We need to take users out of the loop.

[FyRE666]

The problem most websites have is one of users choosing insecure login details, either through ignorance, laziness or disinterest. Although this is not a huge problem if it's front-end users, the same problem exists with admins, and those with elevated privileges. The most secure fortress is little protection if the passcode to open the front door is "1234".

I don't think this problem can be fixed by "forcing" users to choose long passwords, or to have a different password on every site they use. As we've seen, they simply won't do it, and why should they? It's different if you have a technical, or security-related background, and understand the risks - the average Joe isn't interested in spending the effort to maintain and organise a secure list of passwords in an offline location.
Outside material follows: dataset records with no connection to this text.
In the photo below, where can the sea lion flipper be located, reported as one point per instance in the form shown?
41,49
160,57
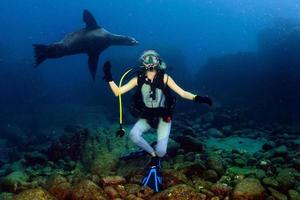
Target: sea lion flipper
89,20
93,63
i think the only way this can be fixed is by using SecureID style authentication - either with stand-alone units, mobile apps, or units built into laptops or keyboards (separate from the other components). Obviously it would need to be physically separated from the machine being used to login (or at least sandboxed, in the case of a mobile app). We just need a good cross-platform authentication API that's easy for developers to implement, and cheap hardware/free software for the client.

Re:Hacking vs Cracking

[gman003]

I think it's time we give up on this. Sure, most of us know about the technical distinction between "hacking" and "cracking". But the mass public hasn't picked up on that, and even many hackers (old sense) now use the term hacking (new sense) for cracking.

At this point, trying to push the term "cracking" is futile. We won't change anyone's mind. In fact, all we'll do is come across as semantics-arguing dweebs. It's probably best to just accept that "hacking" now means "gaining unauthorized access to a system". It'll be easier to make a new term for "person who messes with computer systems for fun".

Weak Security

[wintercolby]

What do you expect to happen when you hire Systems Administrators for 6 month contracts to build your systems, and then let the contract expire after the servers are built? Servers don't usually patch themselves, nor do they remain compliant with your security standards once you give developers and DBA's root access.

No it's not

[blahbooboo]

The golden age of hacking was the late 1970s and 1980s. Things they pulled off back then were far more impressive and interesting to watch.